The heroes of the French train attack have given us all a gift – hope

French president François Hollande (centre) with (left to right) British businessman Chris Norman, US student Anthony Sadler, US airman first class Spencer Stone and US national guardsman Alek Skarlatos.

“In times of crisis, the lesson would be to do something … don’t just stand by and watch.” So said Anthony Sadler, one of the men who prevented what François Hollande called “veritable carnage” on a French train on Friday evening. He and his two friends Spencer Stone and Alek Skarlatos, and a British businessman called Chris Norman, have all received the Légion d’honneur for their actions. So too will a passenger who was shot, and a French citizen who also tackled the gunman and wants to remain anonymous.

The honour is well deserved. Their heroism is unambiguous, real and uncomplicated. They acted with no thought for their own safety and saved lives. It is not yet known what the motives of the gunman were, though he has denied mounting a jihadi attack. However, in a time when terror works exactly by inducing in most of us nothing but terrible imaginings and a resigned powerlessness, this story offers something else. We mostly do just stand and watch, I am afraid, because every day we are bombarded with imagery and information and security alerts about “terror” and have no idea at all about what we can do about it besides carry on. Many people tell me they no longer watch the news, not because they are callous but because they find it unbearable.

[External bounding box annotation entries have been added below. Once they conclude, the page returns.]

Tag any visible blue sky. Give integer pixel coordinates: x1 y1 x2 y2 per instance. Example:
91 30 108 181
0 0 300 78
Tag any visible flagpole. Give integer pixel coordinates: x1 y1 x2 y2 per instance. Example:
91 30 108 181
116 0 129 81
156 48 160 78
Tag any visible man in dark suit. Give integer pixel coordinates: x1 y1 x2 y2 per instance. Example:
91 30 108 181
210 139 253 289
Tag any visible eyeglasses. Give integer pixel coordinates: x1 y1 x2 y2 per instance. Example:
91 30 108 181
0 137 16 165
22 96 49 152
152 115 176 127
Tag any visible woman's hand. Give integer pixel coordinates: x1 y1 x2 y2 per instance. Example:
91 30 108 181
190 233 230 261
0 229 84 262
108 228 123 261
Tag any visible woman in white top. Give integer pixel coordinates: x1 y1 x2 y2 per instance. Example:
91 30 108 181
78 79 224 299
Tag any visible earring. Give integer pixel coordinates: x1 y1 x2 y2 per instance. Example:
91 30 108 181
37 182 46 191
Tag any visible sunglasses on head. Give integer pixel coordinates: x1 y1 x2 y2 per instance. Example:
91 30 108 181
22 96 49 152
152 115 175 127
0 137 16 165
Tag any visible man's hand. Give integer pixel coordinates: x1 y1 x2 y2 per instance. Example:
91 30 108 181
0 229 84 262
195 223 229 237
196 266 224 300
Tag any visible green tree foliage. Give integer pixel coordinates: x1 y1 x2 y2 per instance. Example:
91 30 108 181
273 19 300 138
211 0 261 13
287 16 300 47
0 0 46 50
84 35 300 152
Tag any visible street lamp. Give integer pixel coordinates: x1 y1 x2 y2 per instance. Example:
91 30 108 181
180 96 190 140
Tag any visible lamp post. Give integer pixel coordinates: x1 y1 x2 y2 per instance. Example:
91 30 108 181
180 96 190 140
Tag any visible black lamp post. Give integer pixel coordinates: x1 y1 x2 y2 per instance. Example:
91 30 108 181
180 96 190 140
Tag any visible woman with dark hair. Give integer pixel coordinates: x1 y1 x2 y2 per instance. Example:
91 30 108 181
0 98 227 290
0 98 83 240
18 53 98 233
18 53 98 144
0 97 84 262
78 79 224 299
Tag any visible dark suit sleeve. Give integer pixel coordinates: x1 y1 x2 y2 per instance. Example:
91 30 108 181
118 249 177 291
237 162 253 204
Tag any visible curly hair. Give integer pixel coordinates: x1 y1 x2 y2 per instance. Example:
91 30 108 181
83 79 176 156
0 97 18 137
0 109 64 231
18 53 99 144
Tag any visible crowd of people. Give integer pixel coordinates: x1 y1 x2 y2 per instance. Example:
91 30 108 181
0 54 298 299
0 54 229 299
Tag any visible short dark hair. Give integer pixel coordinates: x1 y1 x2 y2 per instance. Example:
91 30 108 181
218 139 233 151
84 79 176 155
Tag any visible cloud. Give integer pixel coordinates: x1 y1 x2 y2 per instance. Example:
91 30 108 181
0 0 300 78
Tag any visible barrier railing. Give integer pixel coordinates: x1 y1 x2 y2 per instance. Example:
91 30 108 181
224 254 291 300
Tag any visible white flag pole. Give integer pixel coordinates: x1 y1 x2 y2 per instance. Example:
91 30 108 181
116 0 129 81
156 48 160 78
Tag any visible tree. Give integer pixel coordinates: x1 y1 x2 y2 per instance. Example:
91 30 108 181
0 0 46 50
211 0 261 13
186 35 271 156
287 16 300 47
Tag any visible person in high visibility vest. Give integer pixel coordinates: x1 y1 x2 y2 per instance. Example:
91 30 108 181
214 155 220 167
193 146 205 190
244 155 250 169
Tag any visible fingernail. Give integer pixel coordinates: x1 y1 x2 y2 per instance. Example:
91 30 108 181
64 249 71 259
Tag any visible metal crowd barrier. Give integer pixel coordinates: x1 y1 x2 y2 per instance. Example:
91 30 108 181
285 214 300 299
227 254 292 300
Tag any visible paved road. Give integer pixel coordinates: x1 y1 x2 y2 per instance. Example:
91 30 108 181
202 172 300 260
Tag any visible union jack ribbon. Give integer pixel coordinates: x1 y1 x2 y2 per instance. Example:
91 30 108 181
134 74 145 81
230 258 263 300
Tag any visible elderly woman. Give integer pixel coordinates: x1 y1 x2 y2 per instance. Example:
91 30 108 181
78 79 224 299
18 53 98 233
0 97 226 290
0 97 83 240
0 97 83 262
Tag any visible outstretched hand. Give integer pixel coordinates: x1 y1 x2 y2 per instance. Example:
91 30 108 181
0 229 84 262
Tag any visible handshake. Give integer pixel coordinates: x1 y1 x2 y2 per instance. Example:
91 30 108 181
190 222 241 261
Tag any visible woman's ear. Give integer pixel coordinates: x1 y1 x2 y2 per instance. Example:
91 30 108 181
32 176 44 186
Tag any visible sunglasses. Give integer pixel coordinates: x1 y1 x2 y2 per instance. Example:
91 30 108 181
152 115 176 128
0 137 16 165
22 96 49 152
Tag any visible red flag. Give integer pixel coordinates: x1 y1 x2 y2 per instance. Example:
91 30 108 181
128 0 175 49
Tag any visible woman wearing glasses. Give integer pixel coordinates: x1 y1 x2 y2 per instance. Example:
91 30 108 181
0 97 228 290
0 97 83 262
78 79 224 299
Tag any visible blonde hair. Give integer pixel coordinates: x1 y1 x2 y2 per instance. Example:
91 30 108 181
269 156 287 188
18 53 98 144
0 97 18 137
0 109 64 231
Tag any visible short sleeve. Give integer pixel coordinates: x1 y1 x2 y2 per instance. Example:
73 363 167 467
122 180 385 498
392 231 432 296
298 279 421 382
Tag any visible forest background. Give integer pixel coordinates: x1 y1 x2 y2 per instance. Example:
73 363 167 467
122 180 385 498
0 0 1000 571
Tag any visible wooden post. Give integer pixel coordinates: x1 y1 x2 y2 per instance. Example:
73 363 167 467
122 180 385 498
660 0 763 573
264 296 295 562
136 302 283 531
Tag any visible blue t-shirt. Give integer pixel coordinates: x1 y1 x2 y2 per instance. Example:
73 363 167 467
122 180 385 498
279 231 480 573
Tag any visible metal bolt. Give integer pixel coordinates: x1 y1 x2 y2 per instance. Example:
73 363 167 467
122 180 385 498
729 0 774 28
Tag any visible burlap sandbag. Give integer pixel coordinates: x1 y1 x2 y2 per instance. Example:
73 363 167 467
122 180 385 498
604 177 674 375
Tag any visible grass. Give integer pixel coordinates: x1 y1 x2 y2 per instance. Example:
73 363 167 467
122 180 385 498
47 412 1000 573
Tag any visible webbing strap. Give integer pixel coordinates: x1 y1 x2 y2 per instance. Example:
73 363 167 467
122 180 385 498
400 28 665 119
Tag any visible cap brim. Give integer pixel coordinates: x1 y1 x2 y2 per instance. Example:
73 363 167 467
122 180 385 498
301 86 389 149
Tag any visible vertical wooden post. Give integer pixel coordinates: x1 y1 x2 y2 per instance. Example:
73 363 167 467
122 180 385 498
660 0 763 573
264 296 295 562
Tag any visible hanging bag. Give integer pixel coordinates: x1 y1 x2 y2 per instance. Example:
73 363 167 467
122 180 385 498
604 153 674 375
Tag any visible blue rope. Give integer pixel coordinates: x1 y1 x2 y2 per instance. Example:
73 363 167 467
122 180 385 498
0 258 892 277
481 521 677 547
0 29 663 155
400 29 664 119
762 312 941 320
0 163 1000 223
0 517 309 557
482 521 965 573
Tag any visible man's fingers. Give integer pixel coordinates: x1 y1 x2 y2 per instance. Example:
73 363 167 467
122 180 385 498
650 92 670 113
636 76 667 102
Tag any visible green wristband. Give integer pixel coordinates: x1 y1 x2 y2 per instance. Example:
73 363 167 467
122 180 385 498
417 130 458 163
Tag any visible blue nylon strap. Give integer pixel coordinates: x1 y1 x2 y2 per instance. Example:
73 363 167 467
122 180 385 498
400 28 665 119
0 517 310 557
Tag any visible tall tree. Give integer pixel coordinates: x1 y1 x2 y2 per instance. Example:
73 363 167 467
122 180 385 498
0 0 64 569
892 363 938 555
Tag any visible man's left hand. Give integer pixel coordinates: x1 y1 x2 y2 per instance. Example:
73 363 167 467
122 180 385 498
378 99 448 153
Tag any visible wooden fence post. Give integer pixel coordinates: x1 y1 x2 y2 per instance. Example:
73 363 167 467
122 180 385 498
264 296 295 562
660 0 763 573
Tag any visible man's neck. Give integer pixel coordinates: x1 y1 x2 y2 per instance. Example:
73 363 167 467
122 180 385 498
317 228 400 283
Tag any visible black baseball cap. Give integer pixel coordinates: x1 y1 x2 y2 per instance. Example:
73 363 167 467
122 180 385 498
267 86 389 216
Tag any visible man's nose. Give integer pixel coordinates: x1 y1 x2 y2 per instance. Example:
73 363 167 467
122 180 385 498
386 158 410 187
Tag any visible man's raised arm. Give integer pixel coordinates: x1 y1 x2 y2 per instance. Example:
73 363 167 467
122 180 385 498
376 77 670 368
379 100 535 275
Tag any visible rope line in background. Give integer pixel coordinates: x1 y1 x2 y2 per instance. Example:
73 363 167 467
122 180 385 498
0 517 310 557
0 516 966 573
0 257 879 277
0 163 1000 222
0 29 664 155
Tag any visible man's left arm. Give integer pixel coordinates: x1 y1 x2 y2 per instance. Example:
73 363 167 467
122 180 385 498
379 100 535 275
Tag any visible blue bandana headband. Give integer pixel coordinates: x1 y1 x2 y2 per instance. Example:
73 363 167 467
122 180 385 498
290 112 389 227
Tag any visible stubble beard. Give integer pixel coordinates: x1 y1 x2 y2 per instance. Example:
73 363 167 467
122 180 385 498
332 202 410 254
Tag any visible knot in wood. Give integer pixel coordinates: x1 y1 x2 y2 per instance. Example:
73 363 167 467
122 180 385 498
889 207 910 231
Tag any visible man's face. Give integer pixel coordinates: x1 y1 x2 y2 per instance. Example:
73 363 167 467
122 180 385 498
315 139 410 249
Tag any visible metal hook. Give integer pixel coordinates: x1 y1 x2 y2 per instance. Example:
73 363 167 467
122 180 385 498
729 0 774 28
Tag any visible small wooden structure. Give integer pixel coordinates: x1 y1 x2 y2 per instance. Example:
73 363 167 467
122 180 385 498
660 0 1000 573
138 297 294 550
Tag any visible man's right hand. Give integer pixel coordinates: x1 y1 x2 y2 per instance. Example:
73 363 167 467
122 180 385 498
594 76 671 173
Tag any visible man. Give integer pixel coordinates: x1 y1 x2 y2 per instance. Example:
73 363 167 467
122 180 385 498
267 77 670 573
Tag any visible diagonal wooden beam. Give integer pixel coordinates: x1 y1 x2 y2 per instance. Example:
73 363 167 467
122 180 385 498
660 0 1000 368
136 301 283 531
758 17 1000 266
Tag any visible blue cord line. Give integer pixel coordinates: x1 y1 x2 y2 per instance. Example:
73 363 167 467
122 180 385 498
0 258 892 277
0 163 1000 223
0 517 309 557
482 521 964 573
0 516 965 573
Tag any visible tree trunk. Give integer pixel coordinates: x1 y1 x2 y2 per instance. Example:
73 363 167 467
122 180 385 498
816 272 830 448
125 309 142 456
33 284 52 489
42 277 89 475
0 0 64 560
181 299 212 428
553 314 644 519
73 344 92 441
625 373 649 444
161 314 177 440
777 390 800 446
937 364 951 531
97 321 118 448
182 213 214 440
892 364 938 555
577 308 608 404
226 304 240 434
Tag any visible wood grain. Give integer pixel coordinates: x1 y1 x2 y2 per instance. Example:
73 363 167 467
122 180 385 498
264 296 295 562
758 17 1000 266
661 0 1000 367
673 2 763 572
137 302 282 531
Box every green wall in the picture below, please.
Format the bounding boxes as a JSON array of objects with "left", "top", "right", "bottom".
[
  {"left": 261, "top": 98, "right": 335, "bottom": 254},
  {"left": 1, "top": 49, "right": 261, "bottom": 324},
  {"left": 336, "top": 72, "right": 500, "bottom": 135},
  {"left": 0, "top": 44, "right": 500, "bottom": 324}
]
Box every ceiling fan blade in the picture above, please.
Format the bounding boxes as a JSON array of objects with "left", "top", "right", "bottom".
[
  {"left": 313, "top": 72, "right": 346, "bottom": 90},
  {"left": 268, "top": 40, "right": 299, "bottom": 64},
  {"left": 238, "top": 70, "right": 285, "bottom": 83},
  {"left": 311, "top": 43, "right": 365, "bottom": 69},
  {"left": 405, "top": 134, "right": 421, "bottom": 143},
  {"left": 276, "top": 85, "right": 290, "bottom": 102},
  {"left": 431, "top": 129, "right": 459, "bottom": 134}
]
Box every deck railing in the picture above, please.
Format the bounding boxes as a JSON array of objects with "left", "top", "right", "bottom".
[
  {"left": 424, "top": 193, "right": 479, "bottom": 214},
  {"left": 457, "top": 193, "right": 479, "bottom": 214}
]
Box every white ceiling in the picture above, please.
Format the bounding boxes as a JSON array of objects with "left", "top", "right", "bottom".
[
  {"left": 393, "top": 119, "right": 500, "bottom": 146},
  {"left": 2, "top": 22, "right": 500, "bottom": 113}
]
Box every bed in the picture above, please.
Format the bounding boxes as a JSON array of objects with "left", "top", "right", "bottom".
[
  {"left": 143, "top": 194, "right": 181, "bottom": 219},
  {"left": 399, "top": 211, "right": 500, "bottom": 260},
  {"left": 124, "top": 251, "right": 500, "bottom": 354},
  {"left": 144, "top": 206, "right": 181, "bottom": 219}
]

To hear last week that another hero, the 82-year-old Khaled al-Asaad, the keeper of Palymra’s artefacts and possibly its last secrets had been brutally murdered united everyone in condemnation. Now Isis has blown up the ancient temple of Baal Shamin, there is just more numb disbelief, a sense that nothing can be done. Those who would do these things will kill us on a sunlounger or in a supermarket. We cannot stop them.

This is why the instinctive reaction of the guys on the train in France is so courageous and worth celebrating. They tackled a heavily armed man and won. Chris Norman described standing up and seeing a man with a machine gun, and said that his “first reaction was to sit down and hide”. But he didn’t. He decided to help to try to take the man down.

Spencer Stone was asleep when he heard his friend Alek say “Let’s go”. He ran forward and tackled Ayoud El-Khazzani and wrestled him to the ground, but El-Khazzani kept taking out more weapons, including a hand gun and a box cutter. Stone – whose thumb was, by this time, almost severed – then went to aid another man who had tried to stop the gunman and been shot in the neck. He tried to stem the bleeding with his shirt, “but I realised that wasn’t going to work so I just stuck two of my fingers into the hole, found what I thought to be the artery, pushed down and the bleeding stopped”.

What presence of mind, what bravery, what extraordinary things people can do when they decide to act. The men named here, and those who do not want to be named, remind us – at a time when we too often feel like detached witnesses to senseless brutality – that resistance is possible.

It is possible even in dark and dangerous times to be more than a bystander. That these men proved that is cause for necessary hope.